Thank you, merc and FTK! I'm getting closer. It's a video from June 25, so I've got the date now. I'll post the video as soon as I have find which one. There were several that day.

Kyron is well-versed in "stranger danger," his parents said, but because he has some trouble following directions in school, they have worked with him on listening to teachers and parents in a school setting.


http://www.oregonlive.com/portland/index.ssf/2010/06/parents_of_kyron_horman_to_app.html
 
what? really? You find it surprising that the person who busts their butt at a job daily should question and have an issue with the way their sah spouse is spending money like water w/o consulting with them????

I have always been the primary breadwinner in my family and if my hard earned income was being p*ssed away without my knowledge or approval you're damn straight I'd have a problem with that.

When I first got married, I was the breadwinner and my husband was a student. Then later he took on the task while I stayed home with the kids.

We figured out early on that we had to make decisions together about money - one person can't go off and spend the grocery budget! Of course it is much easier if a couple is wealthy, but things can still get out of control.

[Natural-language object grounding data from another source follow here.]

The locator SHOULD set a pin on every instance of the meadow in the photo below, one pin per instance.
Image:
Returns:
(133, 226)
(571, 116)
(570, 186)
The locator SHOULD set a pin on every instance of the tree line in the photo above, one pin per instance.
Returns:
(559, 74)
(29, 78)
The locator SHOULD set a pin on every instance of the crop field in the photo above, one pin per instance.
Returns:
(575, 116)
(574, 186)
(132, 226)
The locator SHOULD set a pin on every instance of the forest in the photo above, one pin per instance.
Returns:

Kaine may not sound generous about the money but I can't blame him too much right now considering the state of his family life. I think probably in the past he realizes that Terri manipulated him and acted behind his back. Maybe he didn't realize the extent of her spending until he began looking into it after he moved out?

Money problems are a major cause for divorce in this country. Keeping secrets about money - always a bad idea!

Etilema said:
But the article quoted Kaine as saying that she wanted to ground Kyron if it wasn't "anything but green", "no room for error". The consequence for anything but green, for a seven-year-old, was "grounding him to his room for the evening, eliminating play time or not letting him watch movies".

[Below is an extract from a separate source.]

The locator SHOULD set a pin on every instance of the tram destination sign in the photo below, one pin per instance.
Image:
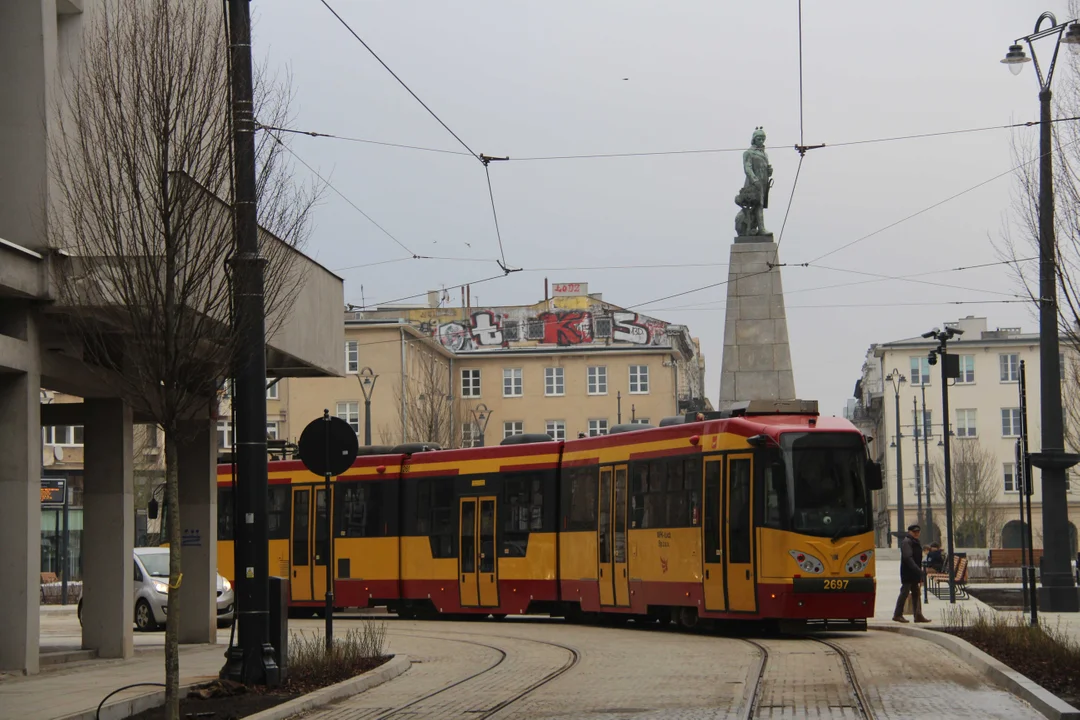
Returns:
(53, 491)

"No room for error" is an inappropriate, and ineffective, way to shape behavior for anyone, especially a very young boy. (This is different for having "no tv" because of a RED card, for example.) And eliminating all enjoyable activities from a young boy's home life is an ineffective method for increasing his attention at school.

But these facts about her "disciplinary" approach, if true, also reflect an attitude toward the child that is less than compassionate and loving, IMO.

JMO

I agree - because getting the wrong "color" in class is punishment enough for some children! My youngest had the same type system at his elementary school, and believe me kids are embarrassed enough in front of the class without parents doubling up the punishment at home.

To me it sounds as if TH just wanted Kyron out of the way for the evening - good excuse to send him to his room and not interact with him.

I'm sorry if that contradicts the "sweet kind caring understanding dedicated mother" hypothesis some people have, but I don't like Terri at all the more I read about her. She makes my skin crawl. :furious: Jmoo
 
It's the freaking 21rst century. Men do NOT need women to take care of the children in order to be successful in their job. That's insulting to working women everywhere!!!
 
I'm amazed on how this thred has become the "let's hate on Kaine" thred.

Nothing Kaine does seems right. Although, it doesn't seem like he has lied about anything so far. Jx misses him and thinks of him "like a father". Terri sent him away.

And heck, I am 23, so for MY generation, women and men are both responsible to earn their own money. There's daycare and school, and honestly, it was Kaine's money.

He clearly gave her presents and allowed her to spend it, but in the end of the day, it is HIS money and he should have the right to control it.

OY! :furious: So wives and mothers should just do all they do and ppffttt it's the hubby's money....oh no. I refuse to believe that. That's like back to the dark ages and stuff. Being married makes it an "us" thing, and that includes the MONEY.